Females are capable of mating less than 24 hours after emergence and most frequently lay their eggs on the undersides of leaves. Eggs are pale yellow in colour, before turning grey prior to hatching. Newly hatched nymphs, often known as crawlers, are the only mobile immature life-stage. During the first and second nymph instars, the appearance is that of a pale yellow/translucent, flat scale which can be difficult to distinguish with the naked eye. During the fourth and final immature life-stage, referred to as the "pupa", compound eyes and other body tissues become visible as the nymph thickens and rises from the leaf-surface.

==Plant damage==

All life-stages apart from eggs and "pupae" cause crop damage through direct feeding, inserting their stylet into leaf veins and extracting nourishment from the phloem sap.
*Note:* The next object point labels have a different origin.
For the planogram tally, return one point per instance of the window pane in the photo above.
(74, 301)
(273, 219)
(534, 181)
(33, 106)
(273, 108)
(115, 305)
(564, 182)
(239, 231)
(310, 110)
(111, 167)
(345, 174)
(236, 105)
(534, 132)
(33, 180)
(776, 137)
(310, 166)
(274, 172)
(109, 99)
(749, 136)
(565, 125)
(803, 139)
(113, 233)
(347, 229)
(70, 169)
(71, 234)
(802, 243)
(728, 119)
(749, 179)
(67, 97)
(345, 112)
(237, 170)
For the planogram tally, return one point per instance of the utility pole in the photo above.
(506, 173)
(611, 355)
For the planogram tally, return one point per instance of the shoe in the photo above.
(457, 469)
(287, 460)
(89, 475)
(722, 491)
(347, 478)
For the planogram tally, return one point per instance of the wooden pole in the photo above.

As a by-product of feeding, honeydew is excreted and that alone can be a second, major source of damage. The third and potentially most harmful characteristic is the ability of adults to transmit several plant viruses. The crop hosts principally affected are vegetables such as cucurbits, potatoes and tomatoes, although a range of other crop and non-crop plants including weed species are susceptible, and can therefore harbour the infection.

==Control==

Effective control has been provided for many years through the release of beneficial insects, such as the aphelinid parasitoid, Encarsia formosa (Gahan). If required, integrated pest management strategies can incorporate applications of selective chemical insecticides or biopesticides such as Lecanicillium muscarium that complement these natural enemies. For the majority of outdoor crops chemicals are still the most widely used method of control. To study pest resistance management a 787‐Mb high‐quality draft genome has been sequenced and assembled.